Using an Amazon Lex V2 session for LLM memory support

Amazon Lex V2 initiates a session when a user interacts to a bot. A session persists over time unless manually stopped or timed out. A session stores metadata and application-specific data known as session attributes. Amazon Lex updates client applications when the Lambda function adds or changes session attributes. The QnABot includes an interface to set and get session attributes on top of Amazon Lex V2.

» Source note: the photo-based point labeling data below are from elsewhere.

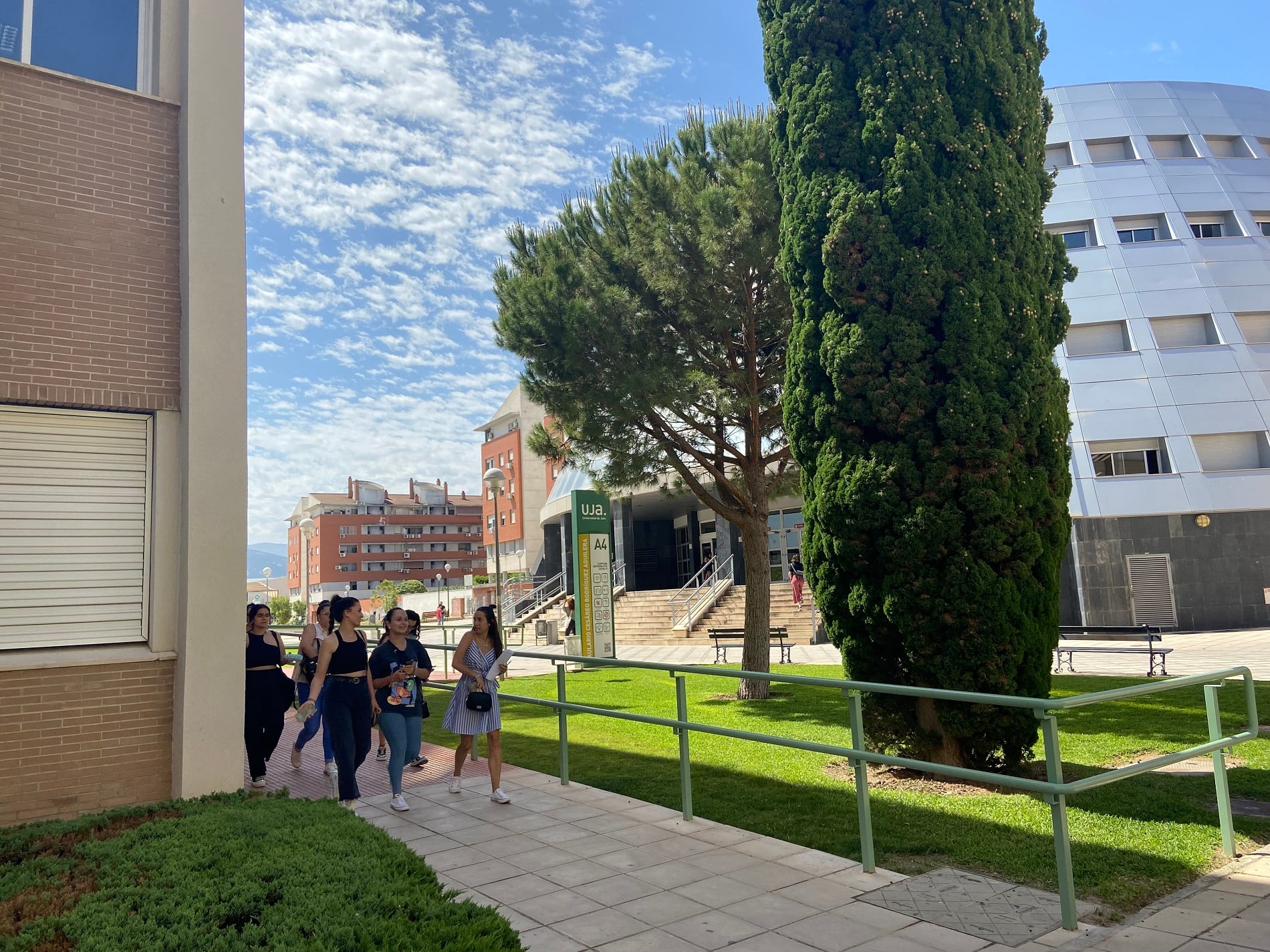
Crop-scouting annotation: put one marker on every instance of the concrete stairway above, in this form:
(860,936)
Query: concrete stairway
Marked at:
(731,612)
(644,619)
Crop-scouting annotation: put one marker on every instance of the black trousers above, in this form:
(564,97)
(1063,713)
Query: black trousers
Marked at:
(347,711)
(262,720)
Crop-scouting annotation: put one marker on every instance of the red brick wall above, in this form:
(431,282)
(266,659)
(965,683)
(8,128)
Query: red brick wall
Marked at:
(76,740)
(89,245)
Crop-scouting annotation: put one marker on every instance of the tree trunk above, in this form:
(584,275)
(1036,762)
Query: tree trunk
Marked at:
(944,748)
(756,655)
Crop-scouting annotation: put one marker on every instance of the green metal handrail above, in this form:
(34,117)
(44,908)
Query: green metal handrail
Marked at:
(1053,790)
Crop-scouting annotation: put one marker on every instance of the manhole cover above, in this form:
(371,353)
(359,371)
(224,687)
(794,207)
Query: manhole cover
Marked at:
(977,905)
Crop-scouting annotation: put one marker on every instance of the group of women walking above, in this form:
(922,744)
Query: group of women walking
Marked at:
(344,687)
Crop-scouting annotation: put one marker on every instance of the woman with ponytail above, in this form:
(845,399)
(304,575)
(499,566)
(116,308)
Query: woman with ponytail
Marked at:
(350,699)
(475,657)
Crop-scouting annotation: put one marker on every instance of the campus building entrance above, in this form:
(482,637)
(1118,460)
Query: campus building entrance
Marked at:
(784,541)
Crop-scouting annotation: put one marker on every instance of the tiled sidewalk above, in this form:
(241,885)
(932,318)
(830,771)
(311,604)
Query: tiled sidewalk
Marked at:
(582,868)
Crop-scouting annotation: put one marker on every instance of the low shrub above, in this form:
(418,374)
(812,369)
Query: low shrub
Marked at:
(227,874)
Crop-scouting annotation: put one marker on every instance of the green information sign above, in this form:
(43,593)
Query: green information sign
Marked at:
(592,573)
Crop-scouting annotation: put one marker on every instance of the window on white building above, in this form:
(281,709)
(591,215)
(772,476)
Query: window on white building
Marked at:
(1193,330)
(1058,155)
(1255,327)
(1109,338)
(1223,452)
(1229,148)
(1110,150)
(1130,457)
(1171,146)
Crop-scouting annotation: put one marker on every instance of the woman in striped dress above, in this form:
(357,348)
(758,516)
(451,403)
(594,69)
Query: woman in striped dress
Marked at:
(474,657)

In our code, we used this mechanism to build a custom memory class in LangChain to keep track of the conversation history and enable the LLM to recall short-term and long-term interactions. See the following code:

class LexV2SMLangchainDispatcher():

    def __init__(self, intent_request):
        # See lex bot input format to lambda https://docs.aws.amazon.com/lex/latest/dg/lambda-input-response-format.html
        self.intent_request = intent_request
        self.localeId = self.intent_request['bot']['localeId']
        self.input_transcript = self.intent_request['inputTranscript'] # user input
        self.session_attributes = utils.get_session_attributes(
            self.intent_request)
        self.fulfillment_state = "Fulfilled"
        self.text = "" # response from endpoint
        self.message = {'contentType': 'PlainText','content': self.text}

class QnABotSMLangchainDispatcher():
    def __init__(self, intent_request):
        # QnABot Session attributes
        self.intent_request = intent_request
        self.input_transcript = self.intent_request['req']['question']
        self.intent_name = self.intent_request['req']['intentname']
        self.session_attributes = self.intent_request['req']['session']

Prerequisites

To get started with the deployment, you need to fulfill the following prerequisites:

Access to the AWS Management Console via a user who can launch AWS CloudFormation stacks
Familiarity navigating the Lambda and Amazon Lex consoles

Deploy the solution

To deploy the solution, proceed with the following steps:

Choose Launch Stack to launch the solution in the us-east-1 Region:
For Stack name, enter a unique stack name.
For HFModel, we use the Hugging Face Flan-T5-XL model available on JumpStart.
For HFTask, enter text2text.
Keep S3BucketName as is.

These are used to find Amazon Simple Storage Service (Amazon S3) assets needed to deploy the solution and may change as updates to this post are published.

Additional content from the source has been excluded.